Descriptive results of the imputed data set are illustrated in Tables 1 and 2. Parasitological data were obtained from 240 out of 260 farms. Since 28 farms did not participate in DHI, they were removed and the data set for analysis consisted of 212 farms housing 9,847 dairy cows with a mean of 46 cows (range 5.0–231.0, median 41.0). A total number of 54 farms (25.5%) housed their cows in tie stalls, whereas 151 farms (71.2%) were free-stall operations and seven farms (3.3%) were assigned to the “other” category. Organic farming was present on 33 farms (15.6%) and for 33 farms (15.6%) dairy production represented a sideline source of income. Cows had pasture access on 72 farms (34.0%) and an outdoor exercise area on 50 farms (23.6%). Fifty farms (23.6%) were positive for F. hepatica in BTM samples.
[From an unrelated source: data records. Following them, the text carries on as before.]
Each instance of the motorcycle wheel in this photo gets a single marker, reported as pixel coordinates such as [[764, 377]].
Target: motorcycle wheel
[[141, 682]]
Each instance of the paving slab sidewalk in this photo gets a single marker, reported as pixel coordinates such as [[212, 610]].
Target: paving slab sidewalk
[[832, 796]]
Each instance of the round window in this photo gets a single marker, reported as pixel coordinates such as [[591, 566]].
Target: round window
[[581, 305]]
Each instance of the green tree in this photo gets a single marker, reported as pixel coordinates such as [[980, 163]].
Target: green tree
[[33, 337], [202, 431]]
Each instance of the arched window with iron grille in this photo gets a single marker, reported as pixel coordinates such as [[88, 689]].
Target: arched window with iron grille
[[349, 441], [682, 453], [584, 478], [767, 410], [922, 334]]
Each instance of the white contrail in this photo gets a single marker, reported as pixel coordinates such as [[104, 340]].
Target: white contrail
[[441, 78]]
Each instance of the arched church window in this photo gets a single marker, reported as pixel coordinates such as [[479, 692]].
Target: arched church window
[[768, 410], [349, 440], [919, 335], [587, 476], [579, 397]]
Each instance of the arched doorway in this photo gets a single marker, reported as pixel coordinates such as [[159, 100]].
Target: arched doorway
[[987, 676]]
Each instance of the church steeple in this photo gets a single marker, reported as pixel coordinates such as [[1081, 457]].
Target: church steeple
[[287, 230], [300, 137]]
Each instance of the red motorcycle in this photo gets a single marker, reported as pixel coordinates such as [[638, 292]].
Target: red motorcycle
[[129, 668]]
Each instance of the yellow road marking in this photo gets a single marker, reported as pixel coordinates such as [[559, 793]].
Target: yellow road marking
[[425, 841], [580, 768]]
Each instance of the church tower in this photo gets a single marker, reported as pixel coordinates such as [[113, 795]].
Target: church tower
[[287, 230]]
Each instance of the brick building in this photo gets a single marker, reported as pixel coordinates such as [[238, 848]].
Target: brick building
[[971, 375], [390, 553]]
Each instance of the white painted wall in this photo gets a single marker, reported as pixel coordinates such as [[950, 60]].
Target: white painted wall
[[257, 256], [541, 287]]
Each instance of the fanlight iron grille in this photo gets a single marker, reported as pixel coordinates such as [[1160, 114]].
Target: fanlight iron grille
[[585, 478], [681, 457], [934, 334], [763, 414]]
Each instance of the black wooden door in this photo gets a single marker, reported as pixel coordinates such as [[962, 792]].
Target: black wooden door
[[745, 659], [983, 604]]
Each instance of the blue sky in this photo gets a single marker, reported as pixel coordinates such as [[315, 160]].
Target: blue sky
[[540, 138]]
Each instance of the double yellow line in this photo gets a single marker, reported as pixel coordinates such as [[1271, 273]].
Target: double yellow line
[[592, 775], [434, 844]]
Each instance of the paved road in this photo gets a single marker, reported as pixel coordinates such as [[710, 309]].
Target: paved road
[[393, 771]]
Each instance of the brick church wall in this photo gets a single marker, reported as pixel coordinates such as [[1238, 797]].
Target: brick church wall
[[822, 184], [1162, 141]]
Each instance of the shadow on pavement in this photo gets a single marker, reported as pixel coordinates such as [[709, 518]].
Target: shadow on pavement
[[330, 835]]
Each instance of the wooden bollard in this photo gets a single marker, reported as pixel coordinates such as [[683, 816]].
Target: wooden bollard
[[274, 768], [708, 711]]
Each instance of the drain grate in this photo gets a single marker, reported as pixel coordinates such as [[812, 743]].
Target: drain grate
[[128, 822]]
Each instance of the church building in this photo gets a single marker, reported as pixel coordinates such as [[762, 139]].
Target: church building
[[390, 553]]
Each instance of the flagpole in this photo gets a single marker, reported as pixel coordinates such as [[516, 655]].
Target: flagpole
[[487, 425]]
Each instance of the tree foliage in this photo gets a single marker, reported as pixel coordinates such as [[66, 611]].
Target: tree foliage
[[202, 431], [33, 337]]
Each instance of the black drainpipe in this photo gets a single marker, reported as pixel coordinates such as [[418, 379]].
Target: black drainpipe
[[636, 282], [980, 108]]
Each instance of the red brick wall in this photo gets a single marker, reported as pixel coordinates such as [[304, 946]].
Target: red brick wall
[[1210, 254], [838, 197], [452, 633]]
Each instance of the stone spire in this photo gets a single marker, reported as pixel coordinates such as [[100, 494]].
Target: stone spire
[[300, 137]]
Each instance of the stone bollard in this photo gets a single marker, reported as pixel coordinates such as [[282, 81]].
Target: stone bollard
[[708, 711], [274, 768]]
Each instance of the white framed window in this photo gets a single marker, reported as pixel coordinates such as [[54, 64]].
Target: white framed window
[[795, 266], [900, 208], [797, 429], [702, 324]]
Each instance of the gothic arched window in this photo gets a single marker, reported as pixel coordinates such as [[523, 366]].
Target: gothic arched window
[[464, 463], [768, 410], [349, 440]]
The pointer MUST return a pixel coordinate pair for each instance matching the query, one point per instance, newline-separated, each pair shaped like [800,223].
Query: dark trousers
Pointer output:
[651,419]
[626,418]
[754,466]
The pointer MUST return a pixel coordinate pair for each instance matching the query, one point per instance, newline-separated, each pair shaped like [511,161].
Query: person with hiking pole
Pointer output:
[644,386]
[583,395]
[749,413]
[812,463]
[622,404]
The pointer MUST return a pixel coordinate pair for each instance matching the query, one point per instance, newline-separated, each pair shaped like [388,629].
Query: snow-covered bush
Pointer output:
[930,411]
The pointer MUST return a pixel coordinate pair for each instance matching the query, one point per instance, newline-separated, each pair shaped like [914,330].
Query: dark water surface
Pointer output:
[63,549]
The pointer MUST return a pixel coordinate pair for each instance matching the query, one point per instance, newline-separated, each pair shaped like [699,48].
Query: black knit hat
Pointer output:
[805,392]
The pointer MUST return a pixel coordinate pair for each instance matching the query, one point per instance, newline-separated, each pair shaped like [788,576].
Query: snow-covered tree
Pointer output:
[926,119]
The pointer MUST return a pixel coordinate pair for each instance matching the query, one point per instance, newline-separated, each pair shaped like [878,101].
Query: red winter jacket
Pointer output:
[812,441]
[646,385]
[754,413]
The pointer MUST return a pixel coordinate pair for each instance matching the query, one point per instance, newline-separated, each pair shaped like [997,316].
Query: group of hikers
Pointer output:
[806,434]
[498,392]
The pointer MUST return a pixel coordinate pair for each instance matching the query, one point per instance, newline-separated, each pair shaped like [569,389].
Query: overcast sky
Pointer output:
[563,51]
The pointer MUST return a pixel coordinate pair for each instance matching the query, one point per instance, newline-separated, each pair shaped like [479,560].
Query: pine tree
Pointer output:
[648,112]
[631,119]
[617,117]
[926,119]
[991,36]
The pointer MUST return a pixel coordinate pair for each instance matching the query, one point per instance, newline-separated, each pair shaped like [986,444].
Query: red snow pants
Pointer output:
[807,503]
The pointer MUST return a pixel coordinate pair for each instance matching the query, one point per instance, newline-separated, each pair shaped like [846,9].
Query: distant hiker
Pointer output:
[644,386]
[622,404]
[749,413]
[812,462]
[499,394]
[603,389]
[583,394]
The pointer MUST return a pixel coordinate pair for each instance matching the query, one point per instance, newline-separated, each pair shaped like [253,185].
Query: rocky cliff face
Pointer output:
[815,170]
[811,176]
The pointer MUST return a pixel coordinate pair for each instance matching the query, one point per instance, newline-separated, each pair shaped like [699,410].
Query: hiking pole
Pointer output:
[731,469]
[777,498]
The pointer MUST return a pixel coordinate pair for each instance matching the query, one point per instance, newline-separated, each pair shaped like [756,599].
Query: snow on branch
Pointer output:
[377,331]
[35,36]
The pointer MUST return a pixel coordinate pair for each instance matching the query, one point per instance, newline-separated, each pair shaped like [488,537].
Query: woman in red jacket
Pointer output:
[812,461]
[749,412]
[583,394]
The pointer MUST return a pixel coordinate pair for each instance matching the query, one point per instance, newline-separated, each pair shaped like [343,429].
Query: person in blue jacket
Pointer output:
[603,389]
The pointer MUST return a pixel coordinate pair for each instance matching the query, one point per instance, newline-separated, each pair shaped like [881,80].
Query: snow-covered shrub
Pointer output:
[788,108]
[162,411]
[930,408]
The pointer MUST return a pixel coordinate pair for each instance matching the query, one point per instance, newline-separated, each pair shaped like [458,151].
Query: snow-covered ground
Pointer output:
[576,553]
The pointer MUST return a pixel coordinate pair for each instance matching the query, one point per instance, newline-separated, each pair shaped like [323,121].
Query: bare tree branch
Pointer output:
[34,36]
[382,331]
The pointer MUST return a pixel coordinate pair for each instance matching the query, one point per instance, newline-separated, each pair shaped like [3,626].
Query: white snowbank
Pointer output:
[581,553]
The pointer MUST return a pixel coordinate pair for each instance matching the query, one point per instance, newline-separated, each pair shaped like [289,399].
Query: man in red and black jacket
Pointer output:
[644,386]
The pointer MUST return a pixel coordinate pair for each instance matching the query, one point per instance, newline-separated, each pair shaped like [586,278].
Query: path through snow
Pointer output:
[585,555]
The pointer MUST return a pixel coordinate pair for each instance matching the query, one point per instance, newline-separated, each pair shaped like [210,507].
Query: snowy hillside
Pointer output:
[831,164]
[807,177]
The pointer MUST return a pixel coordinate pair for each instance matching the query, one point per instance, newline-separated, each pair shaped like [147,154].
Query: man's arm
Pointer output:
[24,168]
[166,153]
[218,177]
The complete cases data set comprised of 207 farms housing 9,570 cows with a mean herd size of 46 cows (range 5–231, median 40.0). Descriptive statistics are compiled in Tables 3 and 4. Free stall housing was provided on 147 farms (71.05), 53 farms (25.6%) tied their cows, and seven farms (3.4%) were in the “other” category. Thirty-three of the farms were organic (15.9%) and 174 farms (84.1%) adhered to conventional farming practices. On 33 farms (15.9%), dairy farming was a sideline income, whereas 174 farms (84.1%) relied on dairy farming as the only source of income. Pasturing grounds were provided to cows on 71 farms (34.3%) and an outdoors exercise area was present on 50 operations. (24.2%). Fasciola hepatica was present on 49 farms (23.7%).

Similar to Region North, the variables Animal handling easy, Care male calves, Patience, Discussion improvements, Pain, BHB check, and BCS check were excluded due to only few observations in some categories. Additionally, Udder control and Vitamins were excluded for the same reason. Results of the RF are presented in Fig 2 with relevant (p ≤ 0.05) factors highlighted in red.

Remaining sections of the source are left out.